A.  Mr. McMinn - Important to look at what happens in first 3 years in hands of a new group of surgeons to hip resurfacing.  The Oxford Group is reporting adverse reactions to metal debris in the early years. It is highly significant how a new group of trained surgeons get on.  The fact that there are an incredibly low number of incidents of adverse reactions in a 9 center study with over 3000 patients speaks volumes for the devices and training of the surgeons.  The longer term results are more important. The Australian registry has over 8000 people with an incredible low incidence of adverse reactions with survivorship is  95% for BHR at 8 years.  The Oswestry registry with 518 patients at 10 years, shows a  95.4% implant survivorship.  Phenomenally good results.  In my own group, adverse reactions have occurred in 0.3% of my whole group.  Out of 3095 BHR patients thru 2009, there were 10 adverse reactions.  Unlike the Oxford Group, all the revisions have been fine. None were associated with soft tissue destruction.  These were in the main, fluid collections requiring a bearing change to solve the problem. The patient made a totally uncomplicated recovery.  I saw adverse reactions much later.  Oxford was showing them 2 or 3 years after surgery. 
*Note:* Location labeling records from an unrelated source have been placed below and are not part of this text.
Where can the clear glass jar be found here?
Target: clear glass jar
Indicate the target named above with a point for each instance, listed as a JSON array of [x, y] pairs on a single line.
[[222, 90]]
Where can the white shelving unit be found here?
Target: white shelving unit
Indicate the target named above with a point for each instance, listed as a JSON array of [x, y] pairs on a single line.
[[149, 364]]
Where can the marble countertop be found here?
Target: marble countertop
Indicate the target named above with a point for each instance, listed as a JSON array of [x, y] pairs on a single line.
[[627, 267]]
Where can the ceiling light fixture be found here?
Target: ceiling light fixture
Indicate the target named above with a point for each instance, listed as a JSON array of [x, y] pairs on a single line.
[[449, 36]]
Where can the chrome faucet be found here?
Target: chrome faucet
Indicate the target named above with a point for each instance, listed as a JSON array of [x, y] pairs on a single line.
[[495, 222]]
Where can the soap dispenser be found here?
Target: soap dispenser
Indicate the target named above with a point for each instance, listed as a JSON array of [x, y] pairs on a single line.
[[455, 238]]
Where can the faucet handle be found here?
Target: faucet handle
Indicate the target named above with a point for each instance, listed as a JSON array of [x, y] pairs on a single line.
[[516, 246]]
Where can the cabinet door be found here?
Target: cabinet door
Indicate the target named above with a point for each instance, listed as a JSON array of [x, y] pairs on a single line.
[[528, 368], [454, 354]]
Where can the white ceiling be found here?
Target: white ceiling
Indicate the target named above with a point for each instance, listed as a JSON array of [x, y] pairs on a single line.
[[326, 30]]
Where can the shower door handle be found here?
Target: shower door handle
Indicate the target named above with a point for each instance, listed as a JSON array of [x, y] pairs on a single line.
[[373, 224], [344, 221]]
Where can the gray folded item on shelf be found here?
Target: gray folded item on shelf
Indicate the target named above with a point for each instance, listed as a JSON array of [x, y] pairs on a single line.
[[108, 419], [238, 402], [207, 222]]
Q. Metal sensivity and pseudotumros are always curious problems.  In terms of devices, is there is less metal release in different devices?

A. Mr. McMinn - It is very clear who gets the pseudotumors. The retrievals from the Oxford Group show pseudotumors were associated with edge wear of the acetabular cup.  With normal lubrication and normal wear, there are no pseudotumors.  Clearly,  if you want a MOM device to fail,  implant it badly or design it badly so you get edge loading and edge wear which results in a high metal volume of debris early on.